Journal of the American Statistical Association, 40(230): 259.

\$[3]\$ Darlington, Richard B (1970). “Is Kurtosis Really ‘Peakedness’?”. The American Statistician 24(2): 19–22

\$[4]\$ Moors, JJA. (1986) “The meaning of kurtosis: Darlington reexamined”. The American Statistician 40(4): 283–284

\$[5]\$ Balanda, Kevin P. and MacGillivray, H.L. (1988). “Kurtosis: A Critical Review”. The American Statistician 42(2): 111–119

\$[6]\$ DeCarlo, L. T. (1997). “On the meaning and use of kurtosis“. Psychological methods, 2(3), 292. Chicago

\$[7]\$ Hosking, J.R.M. (1992). “Moments or L moments? An example comparing two measures of distributional shape”. The American Statistician 46(3): 186–189

Kurtosis is really pretty simple … and useful. It is simply a measure of outliers, or tails. It has nothing to do with the peak whatsoever – that definition must be abandoned.

Here is a data set:
0, 3, 4, 1, 2, 3, 0, 2, 1, 3, 2, 0, 2, 2, 3, 2, 5, 2, 3, 999

Notice that ‘999’ is an outlier.

Here are the \$z^4\$ values from the data set:

0.00, 0.00, 0.00, 0.00, 0.00, 0.00, 0.00, 0.00,0.00, 0.00, 0.00, 0.00, 0.00, 0.00, 0.00, 0.00, 0.00, 0.00, 0.00, 360.98

Notice that only the outlier gives a \$z^4\$ that is noticeably different from 0.

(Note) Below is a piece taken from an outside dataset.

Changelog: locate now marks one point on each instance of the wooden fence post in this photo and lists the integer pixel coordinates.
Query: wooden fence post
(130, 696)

The average of these \$z^4\$ values is the kurtosis of the empirical distribution (subtract 3 if you like, it doesn’t matter for the point I am making): 18.05

It should be obvious from this calculation that the data near the “peak” (the non-outlier data) contribute almost nothing to the kurtosis statistic.

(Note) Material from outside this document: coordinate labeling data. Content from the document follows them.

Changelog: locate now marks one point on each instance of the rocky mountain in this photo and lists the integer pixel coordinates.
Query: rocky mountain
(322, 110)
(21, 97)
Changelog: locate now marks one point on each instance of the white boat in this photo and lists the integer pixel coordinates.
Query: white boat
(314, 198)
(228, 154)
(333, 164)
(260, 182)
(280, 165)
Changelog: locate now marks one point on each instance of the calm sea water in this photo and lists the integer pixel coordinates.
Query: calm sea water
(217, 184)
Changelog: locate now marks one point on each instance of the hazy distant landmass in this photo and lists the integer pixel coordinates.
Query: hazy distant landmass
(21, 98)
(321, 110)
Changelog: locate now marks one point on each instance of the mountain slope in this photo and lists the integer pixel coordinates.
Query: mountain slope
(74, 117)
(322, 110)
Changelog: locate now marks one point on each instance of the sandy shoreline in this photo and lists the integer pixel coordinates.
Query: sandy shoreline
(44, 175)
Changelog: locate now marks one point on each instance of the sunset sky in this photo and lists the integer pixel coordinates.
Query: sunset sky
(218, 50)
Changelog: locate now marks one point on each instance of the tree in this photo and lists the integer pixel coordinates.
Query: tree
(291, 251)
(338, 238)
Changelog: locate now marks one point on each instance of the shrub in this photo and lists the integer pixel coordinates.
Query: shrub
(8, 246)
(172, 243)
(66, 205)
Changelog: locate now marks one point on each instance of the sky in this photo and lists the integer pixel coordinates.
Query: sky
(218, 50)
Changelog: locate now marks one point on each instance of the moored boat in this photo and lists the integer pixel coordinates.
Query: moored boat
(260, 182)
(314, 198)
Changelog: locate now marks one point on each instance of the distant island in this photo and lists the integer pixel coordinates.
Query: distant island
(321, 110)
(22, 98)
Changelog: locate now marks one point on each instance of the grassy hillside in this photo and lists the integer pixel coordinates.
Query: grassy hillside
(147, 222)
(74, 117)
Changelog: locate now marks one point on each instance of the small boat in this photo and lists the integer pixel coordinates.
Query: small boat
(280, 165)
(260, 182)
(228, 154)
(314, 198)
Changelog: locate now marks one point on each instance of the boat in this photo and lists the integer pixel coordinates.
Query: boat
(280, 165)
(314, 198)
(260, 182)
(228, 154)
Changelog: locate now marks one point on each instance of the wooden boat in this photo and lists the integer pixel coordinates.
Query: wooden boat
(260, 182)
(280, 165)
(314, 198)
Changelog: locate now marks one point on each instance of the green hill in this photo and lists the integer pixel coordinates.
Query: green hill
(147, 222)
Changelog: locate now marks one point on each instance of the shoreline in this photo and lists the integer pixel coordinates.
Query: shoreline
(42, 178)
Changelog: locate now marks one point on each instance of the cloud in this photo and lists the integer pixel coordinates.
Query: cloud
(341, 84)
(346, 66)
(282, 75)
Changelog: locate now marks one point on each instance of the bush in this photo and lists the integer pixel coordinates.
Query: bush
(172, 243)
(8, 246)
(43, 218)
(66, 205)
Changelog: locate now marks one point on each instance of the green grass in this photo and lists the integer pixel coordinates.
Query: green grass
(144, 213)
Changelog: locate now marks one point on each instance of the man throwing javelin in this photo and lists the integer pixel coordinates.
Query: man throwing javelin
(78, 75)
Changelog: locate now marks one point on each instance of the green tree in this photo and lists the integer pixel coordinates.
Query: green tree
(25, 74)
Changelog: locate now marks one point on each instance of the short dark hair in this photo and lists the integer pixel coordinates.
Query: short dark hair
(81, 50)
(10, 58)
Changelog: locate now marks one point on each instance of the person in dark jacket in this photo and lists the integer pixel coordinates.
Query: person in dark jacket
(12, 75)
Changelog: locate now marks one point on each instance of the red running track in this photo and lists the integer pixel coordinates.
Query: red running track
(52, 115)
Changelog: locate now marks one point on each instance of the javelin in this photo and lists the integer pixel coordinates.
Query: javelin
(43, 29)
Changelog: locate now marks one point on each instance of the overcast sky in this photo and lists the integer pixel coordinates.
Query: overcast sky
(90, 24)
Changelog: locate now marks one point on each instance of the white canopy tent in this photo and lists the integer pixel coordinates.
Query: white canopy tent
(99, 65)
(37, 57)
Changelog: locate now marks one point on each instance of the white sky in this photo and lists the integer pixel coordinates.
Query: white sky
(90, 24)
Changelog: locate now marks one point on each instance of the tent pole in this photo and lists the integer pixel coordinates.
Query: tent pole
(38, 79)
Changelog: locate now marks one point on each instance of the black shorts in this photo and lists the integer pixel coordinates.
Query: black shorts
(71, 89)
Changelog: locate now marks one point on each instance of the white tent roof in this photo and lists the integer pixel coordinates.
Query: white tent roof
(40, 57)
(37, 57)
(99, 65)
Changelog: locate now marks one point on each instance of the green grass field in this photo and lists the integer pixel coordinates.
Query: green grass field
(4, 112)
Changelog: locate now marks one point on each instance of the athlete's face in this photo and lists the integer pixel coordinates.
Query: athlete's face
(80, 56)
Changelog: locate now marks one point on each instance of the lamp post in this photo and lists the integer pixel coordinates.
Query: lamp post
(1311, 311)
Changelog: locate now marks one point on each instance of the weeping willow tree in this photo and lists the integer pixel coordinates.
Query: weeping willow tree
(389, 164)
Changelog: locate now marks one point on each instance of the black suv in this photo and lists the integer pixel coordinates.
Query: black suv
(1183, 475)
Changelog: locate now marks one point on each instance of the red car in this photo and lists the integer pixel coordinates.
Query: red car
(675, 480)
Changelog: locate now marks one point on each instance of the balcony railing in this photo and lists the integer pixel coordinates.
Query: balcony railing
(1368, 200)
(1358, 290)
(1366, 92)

Kurtosis is useful as a measure of outliers. Outliers are important to elementary students and therefore kurtosis should be taught. But kurtosis has virtually nothing to do with the peak, whether it is pointy, flat, bimodal or infinite. You can have all the above with small kurtosis and all of the above with large kurtosis. So it should NEVER be presented as having anything to do with the peak, because that will be teaching incorrect information. It also makes the material needless confusing, and seemingly less useful.

Summary:

1. kurtosis is useful as a measures of tails (outliers).
2. kurtosis has nothing to do with the peak.
3. kurtosis is practically useful and should be taught, but only as a measure of outliers. Do not mention peak when teaching kurtosis.

This article explains clearly why the “Peakedness” definition is now officially dead.

Westfall, P.H. (2014). “Kurtosis as Peakedness, 1905 – 2014. R.I.P.The American Statistician, 68(3), 191–195.